Deities and other major religious figures or characters (e.g., Mohammad, Gautama, Virgin Mary), perhaps not from all religions but definitely from the Abrahamic faiths and Japanese religions.  A select number of extremely important historical figures known by pretty much everyone worldwide (Gandhi, Einstein, Darwin, Confucius, Hitler, Shakespeare, Beethoven, etc.) by judgment.  Perhaps the names of the current Japanese emperor, Japanese prime minister, U.S. president and other leaders of English-speaking (and/or G8) nations.

-names currently in JMdict will not be removed unless they are
obscure and/or inappropriate (e.g. ワシントンポスト can probably
stay, but I'm not sure about ハンデルスブラット)

I'd say that consistency of inclusion criteria should trump the grandfather clause.

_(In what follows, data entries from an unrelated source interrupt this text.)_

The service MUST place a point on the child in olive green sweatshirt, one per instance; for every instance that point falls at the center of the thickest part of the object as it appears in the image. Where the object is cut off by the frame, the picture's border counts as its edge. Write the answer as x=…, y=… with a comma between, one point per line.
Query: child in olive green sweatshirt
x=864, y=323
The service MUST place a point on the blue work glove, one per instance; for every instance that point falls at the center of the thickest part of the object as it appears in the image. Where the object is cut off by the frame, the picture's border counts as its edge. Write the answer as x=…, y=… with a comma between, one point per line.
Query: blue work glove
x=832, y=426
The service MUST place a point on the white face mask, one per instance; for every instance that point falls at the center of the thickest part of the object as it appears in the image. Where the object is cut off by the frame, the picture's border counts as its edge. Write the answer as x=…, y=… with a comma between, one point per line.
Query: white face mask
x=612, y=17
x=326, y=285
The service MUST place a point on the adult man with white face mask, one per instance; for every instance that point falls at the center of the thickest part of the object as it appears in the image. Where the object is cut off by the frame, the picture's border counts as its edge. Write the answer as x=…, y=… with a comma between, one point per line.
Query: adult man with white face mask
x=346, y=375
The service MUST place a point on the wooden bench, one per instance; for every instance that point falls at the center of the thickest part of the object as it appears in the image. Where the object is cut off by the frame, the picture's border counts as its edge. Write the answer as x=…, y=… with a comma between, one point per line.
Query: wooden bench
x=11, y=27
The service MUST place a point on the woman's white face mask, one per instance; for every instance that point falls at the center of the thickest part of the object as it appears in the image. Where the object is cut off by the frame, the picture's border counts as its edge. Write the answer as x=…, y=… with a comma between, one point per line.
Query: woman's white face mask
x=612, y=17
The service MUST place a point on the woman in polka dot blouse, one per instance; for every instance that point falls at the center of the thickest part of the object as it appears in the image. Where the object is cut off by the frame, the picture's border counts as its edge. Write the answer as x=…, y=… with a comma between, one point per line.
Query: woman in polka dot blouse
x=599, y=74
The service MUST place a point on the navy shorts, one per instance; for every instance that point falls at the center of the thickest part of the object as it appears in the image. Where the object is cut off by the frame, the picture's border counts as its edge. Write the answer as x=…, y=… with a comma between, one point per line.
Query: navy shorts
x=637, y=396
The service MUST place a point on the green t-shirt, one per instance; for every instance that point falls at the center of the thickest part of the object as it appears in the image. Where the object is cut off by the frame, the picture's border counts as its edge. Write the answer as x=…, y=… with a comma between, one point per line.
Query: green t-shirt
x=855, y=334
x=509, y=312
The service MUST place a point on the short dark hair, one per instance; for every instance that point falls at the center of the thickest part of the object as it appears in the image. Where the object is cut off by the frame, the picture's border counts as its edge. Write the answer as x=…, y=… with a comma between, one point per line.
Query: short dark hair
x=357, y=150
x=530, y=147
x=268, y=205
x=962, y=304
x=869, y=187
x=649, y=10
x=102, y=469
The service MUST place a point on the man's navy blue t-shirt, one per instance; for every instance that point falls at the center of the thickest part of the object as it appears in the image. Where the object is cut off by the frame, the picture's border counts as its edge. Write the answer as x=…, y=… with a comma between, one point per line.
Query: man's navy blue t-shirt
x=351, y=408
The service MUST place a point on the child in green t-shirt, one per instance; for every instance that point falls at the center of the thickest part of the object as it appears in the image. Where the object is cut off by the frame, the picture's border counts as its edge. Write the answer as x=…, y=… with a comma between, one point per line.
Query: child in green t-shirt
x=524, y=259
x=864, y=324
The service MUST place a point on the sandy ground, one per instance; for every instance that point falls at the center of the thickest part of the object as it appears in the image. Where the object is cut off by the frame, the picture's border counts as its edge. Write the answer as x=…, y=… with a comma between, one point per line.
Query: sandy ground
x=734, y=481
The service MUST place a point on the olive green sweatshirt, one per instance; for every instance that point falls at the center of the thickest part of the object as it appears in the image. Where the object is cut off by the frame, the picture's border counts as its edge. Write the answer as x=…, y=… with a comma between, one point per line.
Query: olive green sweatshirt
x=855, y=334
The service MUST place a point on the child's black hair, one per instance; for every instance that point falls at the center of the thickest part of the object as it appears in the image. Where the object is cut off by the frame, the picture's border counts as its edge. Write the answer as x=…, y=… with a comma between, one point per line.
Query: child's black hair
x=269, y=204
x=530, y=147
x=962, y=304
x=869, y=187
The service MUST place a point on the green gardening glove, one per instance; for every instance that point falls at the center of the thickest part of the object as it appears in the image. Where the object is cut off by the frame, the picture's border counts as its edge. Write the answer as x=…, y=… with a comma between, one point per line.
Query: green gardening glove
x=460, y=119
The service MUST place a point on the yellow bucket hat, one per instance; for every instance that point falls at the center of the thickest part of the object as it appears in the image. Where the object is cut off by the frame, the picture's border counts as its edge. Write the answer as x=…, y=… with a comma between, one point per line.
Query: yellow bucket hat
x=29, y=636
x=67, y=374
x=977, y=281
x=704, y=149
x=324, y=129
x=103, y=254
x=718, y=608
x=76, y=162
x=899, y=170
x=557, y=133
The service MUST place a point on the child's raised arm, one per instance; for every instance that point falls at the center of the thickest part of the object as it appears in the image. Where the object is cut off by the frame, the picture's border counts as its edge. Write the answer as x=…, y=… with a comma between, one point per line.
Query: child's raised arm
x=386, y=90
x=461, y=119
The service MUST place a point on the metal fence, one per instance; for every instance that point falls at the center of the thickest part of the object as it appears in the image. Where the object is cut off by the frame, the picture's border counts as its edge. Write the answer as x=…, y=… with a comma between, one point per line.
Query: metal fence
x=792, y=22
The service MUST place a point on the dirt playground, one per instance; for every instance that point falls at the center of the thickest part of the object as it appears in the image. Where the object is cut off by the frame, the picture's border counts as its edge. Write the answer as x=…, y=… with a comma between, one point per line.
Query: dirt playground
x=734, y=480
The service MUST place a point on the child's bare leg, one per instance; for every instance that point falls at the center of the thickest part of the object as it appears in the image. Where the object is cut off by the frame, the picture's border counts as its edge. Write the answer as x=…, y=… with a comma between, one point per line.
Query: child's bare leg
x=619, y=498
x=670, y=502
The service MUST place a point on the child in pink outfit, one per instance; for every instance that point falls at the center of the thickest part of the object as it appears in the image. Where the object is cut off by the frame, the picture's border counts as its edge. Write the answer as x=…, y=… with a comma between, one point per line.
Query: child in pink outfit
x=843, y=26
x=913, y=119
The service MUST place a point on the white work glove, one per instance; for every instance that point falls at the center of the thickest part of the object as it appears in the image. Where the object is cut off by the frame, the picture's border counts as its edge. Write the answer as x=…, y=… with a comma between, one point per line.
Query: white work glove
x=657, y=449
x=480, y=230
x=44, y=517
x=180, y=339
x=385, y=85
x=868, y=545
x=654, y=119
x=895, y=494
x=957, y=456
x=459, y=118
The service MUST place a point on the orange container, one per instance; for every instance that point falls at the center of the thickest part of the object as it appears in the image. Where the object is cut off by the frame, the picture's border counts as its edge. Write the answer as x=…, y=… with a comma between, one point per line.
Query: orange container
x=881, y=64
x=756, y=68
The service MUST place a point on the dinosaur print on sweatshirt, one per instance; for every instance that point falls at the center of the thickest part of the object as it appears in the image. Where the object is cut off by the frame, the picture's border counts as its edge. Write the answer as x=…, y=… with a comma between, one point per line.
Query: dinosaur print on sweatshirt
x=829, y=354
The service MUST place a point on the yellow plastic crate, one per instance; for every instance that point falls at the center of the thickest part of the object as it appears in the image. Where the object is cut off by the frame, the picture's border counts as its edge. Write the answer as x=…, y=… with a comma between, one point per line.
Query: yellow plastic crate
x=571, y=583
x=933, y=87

-sets of related names currently in JMdict can be completed if
they are incomplete (I'm thinking of the books of the Bible where
there are a lot, but I'm not sure all are there.)

Speaking of which, the criteria above omit other non-person, non-place proper nouns (e.g., company names, book names, trademarked).  Thus far, the names of most religious texts have found their way into EDICT itself.  I guess most others should be banished to ENAMDICT unless they're things that have found their way into English like 'Pokemon'.